I finally did yell at him to help, and then realized I'd been making a fundamental mistake 1, which I fixed, and got the tent set up. I did have to put stakes in "prematurely" to hold down corners of the tent while I was working on other corners.



More rain came in,



but it wasn't all bad.



----

And then we had a problem.

We wanted to go somewhere and grab dinner. But the wind was blowing so hard that despite the stakes, we were afraid that if we were gone for two or three hours, we'd be facing an empty plot on our return. We tossed all our stuff that didn't contain food (except the bikes) into the tent, but the wind gusts still tossed parts of it around in such a way that it was truly amazing that the stakes were holding it at all, and we were afraid to leave it unattended.

So much for dinner. We sat at the picnic table by the tent and ate granola bars. The time was 6:30 PM. Our options were to

  1. sit and guard the tent.
  2. go to sleep and add our weight to the thing.

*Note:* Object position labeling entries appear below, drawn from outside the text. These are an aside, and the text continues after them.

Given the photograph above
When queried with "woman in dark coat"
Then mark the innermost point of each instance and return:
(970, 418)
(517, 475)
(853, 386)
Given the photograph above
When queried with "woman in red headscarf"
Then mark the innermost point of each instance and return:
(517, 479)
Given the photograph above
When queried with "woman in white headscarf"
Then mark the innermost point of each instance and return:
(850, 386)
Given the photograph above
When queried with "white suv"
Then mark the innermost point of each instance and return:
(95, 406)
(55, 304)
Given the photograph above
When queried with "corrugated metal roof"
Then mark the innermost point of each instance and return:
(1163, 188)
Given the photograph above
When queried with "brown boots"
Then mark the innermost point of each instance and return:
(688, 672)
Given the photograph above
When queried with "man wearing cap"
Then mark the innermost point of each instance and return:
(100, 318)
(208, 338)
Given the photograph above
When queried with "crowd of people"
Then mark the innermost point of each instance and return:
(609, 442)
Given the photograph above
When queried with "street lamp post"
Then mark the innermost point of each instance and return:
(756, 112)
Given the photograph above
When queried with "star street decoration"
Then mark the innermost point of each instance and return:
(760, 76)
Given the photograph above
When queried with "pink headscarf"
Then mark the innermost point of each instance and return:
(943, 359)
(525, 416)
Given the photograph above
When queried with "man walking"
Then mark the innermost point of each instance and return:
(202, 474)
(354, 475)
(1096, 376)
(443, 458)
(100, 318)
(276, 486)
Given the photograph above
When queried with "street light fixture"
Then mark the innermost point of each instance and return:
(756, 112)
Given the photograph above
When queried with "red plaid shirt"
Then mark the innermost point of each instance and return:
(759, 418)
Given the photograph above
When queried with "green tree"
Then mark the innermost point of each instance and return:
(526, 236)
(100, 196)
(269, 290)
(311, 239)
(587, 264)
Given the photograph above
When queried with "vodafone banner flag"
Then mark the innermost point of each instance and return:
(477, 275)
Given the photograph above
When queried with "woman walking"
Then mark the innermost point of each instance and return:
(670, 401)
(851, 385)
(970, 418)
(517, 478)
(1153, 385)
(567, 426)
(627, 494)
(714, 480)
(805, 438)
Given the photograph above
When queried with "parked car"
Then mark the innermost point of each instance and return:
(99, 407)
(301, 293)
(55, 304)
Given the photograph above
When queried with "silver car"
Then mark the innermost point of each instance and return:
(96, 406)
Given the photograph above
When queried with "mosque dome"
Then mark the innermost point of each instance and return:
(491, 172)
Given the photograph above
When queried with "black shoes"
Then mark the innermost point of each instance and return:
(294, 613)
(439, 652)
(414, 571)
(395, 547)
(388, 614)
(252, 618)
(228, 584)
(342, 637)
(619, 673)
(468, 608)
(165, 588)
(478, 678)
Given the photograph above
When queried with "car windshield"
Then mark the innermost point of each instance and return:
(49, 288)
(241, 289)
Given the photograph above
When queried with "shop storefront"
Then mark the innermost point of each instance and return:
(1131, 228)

We chose option 2, which worked fine despite the extremely abusive beating the tent got that night.

----

...and we woke up completely refreshed after ten hours of sleep. At 4:30 AM.

We rolled up and packed all our stuff. It was very hard to fit it back. Some stuff just didn't fit. Now everything I have has more realistic bulk for when I'm packing it for real.

We tried to fold the tent nicely, but the wind kept getting in the way.

You can't change the world, said Robert Kiyosaki once (paraphrase), but you can take advantage of it the way it is. He was talking about financially coming out the winner in an unjust world. We used the principle to make the wind help us spread out the tent for folding.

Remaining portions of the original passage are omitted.